I'm not 100% certain, but I think (or at least thought)* it was impossible to over-ride some of these settings, which is why I always wondered how ASUS modems were managing to do what they do on the Openreach system.
 
However I believe it's possible that the modem could adjust GAIN and bitloading during show-time (ie after the modem has sync'd). It has to be able to do this because thats in part what bitswap process is about.  So my pause for thought moment yesterday, was that these modems could be messing with BER/GAIN/bitload perhaps during Showtime.  We know that part of the bitswap process, the modem can increase GAIN for specific tones.   Now suppose for example you forceably increased GAIN over the full range of tones, which would increase the dB power,  which in turn increases SNRM.
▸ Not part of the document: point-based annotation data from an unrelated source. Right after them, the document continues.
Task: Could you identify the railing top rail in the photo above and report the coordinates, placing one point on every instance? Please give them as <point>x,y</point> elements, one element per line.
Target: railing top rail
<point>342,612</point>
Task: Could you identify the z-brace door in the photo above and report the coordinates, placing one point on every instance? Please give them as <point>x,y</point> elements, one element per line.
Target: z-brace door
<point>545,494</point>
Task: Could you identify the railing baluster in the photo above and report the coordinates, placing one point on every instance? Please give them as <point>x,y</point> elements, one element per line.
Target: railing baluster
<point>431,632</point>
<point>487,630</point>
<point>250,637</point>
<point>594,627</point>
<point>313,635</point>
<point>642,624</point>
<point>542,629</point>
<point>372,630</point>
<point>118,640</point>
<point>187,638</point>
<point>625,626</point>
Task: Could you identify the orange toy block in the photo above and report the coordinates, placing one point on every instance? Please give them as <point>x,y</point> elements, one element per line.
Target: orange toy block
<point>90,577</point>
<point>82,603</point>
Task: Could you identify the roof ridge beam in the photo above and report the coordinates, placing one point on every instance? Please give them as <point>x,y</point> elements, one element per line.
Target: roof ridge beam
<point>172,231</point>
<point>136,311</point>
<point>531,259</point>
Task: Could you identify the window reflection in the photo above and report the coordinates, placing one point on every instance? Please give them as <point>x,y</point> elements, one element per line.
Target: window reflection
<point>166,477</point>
*Back to the 2 different types of DLM management I was talking about yesterday which I still cant recall the names of.   
Type 1 uses a target SNRm as a parameter, so it could be possible to get the modem to adjust the SNRM.   20CN/21CN uses this type of system.
Type 2 uses capping/banding rather than target SNRm as its primary parameter.  NGA uses this type of system and thus a straight forward over-ride of Target SNRM should be impossible on a DSM based system.

_______

As a side note, the courts threw out any breach of patent claims on the type 1 system.  ASSIA won for type 2, but from what I read it was more to do with the ILQ aspect. ILQ being the DLM status colour which I long ago explained and we knew about before the ASSIA couft case. 
Reading between the lines ASSIA's successful claim was based on the fact the NGA system monitored some data via RAMBO to get information for ILQ to decide when to change DLM parameters.   
 - ASSIA systems also use Type 2 DLM and DSM
 - Courts dismissed claims of patient breach on ILQ method used on BT's Type 1 DLM, because it was general practice
 - Since the court case Openreach DLM for removal of banding/capping is borked, yet ILQ continues to work for INP.
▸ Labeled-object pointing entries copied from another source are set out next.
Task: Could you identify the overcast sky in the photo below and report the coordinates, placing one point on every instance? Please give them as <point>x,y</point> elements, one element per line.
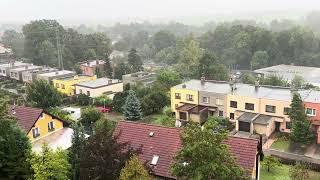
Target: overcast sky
<point>25,10</point>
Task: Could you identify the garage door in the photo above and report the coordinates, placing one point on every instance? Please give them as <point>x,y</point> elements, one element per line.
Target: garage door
<point>244,126</point>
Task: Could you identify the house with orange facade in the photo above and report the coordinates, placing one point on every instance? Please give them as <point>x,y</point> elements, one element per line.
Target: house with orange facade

Title: Re: VDSL - tones used in each band & why
Post by: GaryW on December 29, 2017, 12:12:14 PM
Just noticed this. Not looked at your stats.. but aren't those particular tones the usual guard bands or at least near to?  DSL uses stop bands between the different sub-channels.   Its not unusual for the DSLAM to add guard bands either side of the stop band.   Different DSLAM manufacturers may use slightly different guard and band plans.

Whilst the defined stop band between U0 and D1 may be tone 32,  all DSLAMs add further guard bands to either side of the stop band to prevent cross-talk between up and downstream.   

That's the weird thing, they aren't that close to the guard bands, certainly at the high end.  Looking at other people on ECI cabinets, their DS1 starts in the 40s rather than the high 60s and runs through to the upper limit of 857 rather than stopping at 785 as I'm seeing.  A good comparison (as we're both on 15k sync speeds) is probably scarab.